Subjective Truth

My husband and I took a ride today.  During that time, I talked with him about the election.  I asked how the news that I saw didn’t match the election results and he gave me the explanations. I realized that there’s something about life that I’ve forgotten that very important. I’ve forgotten that everything in life is very relative to how each person perceives it, even truth.  

I write about my personal faith journey, but I always say that it is my story.  My story told from my perspective, and I try my best not to tell anyone else’s story because I realize that I can’t tell anyone else’s story.  As much empathy as I can have for someone else, I can never truly experience their life for them.   

I also realize that as much as I would like to believe that what I experience is the same as other human beings, the simple truth is I will never be able to know that it is.  I don’t even know for certain that everything I experience is real.  It could be a dream or stimulation.  Everyone else could be created to make my world seem real.  Or maybe I am part of someone else’s dream.   

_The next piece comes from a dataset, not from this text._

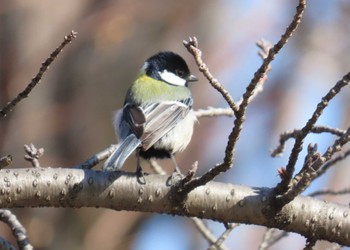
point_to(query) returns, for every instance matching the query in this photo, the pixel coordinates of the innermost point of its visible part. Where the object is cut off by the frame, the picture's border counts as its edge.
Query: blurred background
(70, 112)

None of us can know that the things we experience through our senses are exactly the same as what the rest of the human beings around us experience.  One of the easiest ways to determine that one is to examine the sense of taste.  I love the taste of cilantro, but some people think it taste like soap.  Many people I know love the way popcorn tastes, but I can’t stand the texture and taste of popcorn.  If we all experienced the senses the same way, then wouldn’t we all experience the sense of taste the same way? Another great example is being color-blind.  Some people just don’t see some colors.  

If I can’t trust my senses and if I can’t trust what I experience because it is biased because of my perspective and my expectations, then what can I trust?  Is there anything real?  The only real thing I have ever experienced in my life is God and that’s because of faith.  It’s strange, but what I know of God, His existence, His love for me, and my faith in Him, those things never came to me through my senses and those things never weren’t taught to me or experienced through the world.  Those things are just a part of me.  What I know of God are as central to me as what I know of myself.   I often write that I am and that’s all I need to be.  God is and that’s all He needs to be, too.   No one ever told me God existed, I just knew.  No one ever told me God loved me, I just knew.   No one ever told me I existed; I just was alive.  There’s very little I know, but I know for now I am alive.  One day, I’ll die.   I know that God exists.  That’s it. Maybe that’s all I ever really need to know. 

My faith saved me.  May God’s peace reside in all of our hearts.